From 56e8bc273ae87e5ae13c9987e7751592651bce03 Mon Sep 17 00:00:00 2001
From: junjiejiangjjj <junjie.jiang@zilliz.com>
Date: Wed, 20 Apr 2022 16:07:01 +0800
Subject: [PATCH] update

---
 __init__.py |  4 ++--
 vggish.py   | 30 +++++++++++++-----------------
 2 files changed, 15 insertions(+), 19 deletions(-)

diff --git a/__init__.py b/__init__.py
index 7b40d66..0a4a066 100644
--- a/__init__.py
+++ b/__init__.py
@@ -15,5 +15,5 @@
 from .vggish import Vggish
 
 
-def vggish():
-    return Vggish()
+def vggish(weights_path: str = None, framework: str = 'pytorch'):
+    return Vggish(weights_path, framework)
diff --git a/vggish.py b/vggish.py
index 69c3e3f..593ff5f 100644
--- a/vggish.py
+++ b/vggish.py
@@ -19,7 +19,7 @@ import os
 import sys
 import numpy
 from pathlib import Path
-from typing import Union
+from typing import Union, List, NamedTuple
 
 import torch
 
@@ -34,7 +34,9 @@ warnings.filterwarnings('ignore')

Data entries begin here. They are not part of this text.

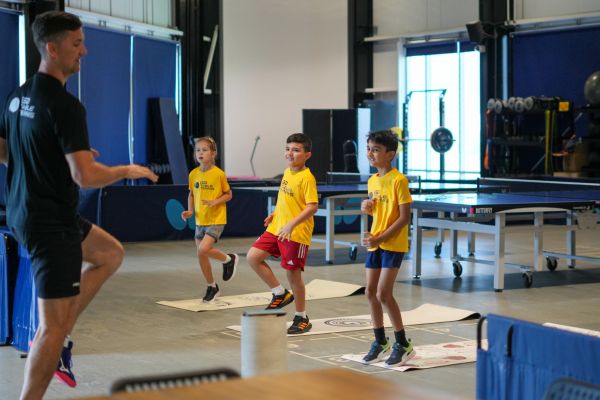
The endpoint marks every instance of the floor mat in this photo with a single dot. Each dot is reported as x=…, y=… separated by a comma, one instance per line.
x=431, y=356
x=485, y=283
x=424, y=314
x=315, y=289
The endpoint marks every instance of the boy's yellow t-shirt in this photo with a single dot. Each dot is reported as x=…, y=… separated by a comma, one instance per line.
x=297, y=189
x=209, y=185
x=388, y=192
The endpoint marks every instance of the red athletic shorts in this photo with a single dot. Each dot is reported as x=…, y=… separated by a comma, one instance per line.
x=293, y=254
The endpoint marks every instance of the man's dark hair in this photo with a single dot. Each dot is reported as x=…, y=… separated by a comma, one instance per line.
x=386, y=138
x=51, y=26
x=301, y=138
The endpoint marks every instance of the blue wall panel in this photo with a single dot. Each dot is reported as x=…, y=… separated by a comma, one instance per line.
x=153, y=76
x=9, y=68
x=105, y=94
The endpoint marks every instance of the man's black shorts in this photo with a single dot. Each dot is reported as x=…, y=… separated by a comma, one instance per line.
x=56, y=259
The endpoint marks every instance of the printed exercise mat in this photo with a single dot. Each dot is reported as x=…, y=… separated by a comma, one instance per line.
x=315, y=289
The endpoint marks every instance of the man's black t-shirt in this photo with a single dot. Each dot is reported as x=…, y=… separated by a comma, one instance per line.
x=41, y=123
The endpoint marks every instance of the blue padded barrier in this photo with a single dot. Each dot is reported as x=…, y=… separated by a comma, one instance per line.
x=25, y=309
x=524, y=358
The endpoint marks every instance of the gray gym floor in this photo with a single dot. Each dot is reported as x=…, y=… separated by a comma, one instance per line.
x=124, y=332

 log = logging.getLogger()
 
 
-@register(output_schema=['vec'])
+AudioOutput = NamedTuple('AudioOutput', [('vec', 'ndarray')])
+
+
 class Vggish(NNOperator):
     """
     """
@@ -51,25 +53,19 @@ class Vggish(NNOperator):
         self.model.eval()
         self.model.to(self.device)
 
-    def __call__(self, audio: Union[str, numpy.ndarray], sr: int = None) -> numpy.ndarray:
-        audio_tensors = self.preprocess(audio, sr).to(self.device)
+    def __call__(self, datas: List[NamedTuple('data', [('audio', 'ndarray'), ('sample_rate', 'int')])]) -> numpy.ndarray:
+        audios = numpy.hstack([item.audio for item in datas])
+        sr = datas[0].sample_rate
+        audio_array = numpy.stack(audios)
+        audio_tensors = self.preprocess(audio_array, sr).to(self.device)
         features = self.model(audio_tensors)
         outs = features.to("cpu")
-        return outs.detach().numpy()
+        return [AudioOutput(outs.detach().numpy())]
 
     def preprocess(self, audio: Union[str, numpy.ndarray], sr: int = None):
-        if isinstance(audio, str):
-            audio_tensors = vggish_input.wavfile_to_examples(audio)
-        elif isinstance(audio, numpy.ndarray):
-            try:
-                audio = audio.transpose()
-                audio_tensors = vggish_input.waveform_to_examples(audio, sr, return_tensor=True)
-            except Exception as e:
-                log.error("Fail to load audio data.")
-                raise e
-        else:
-            log.error(f"Invalid input audio: {type(audio)}")
-        return audio_tensors
+        audio = audio.transpose()
+        return vggish_input.waveform_to_examples(audio, sr, return_tensor=True)
+
 
 
 # if __name__ == '__main__':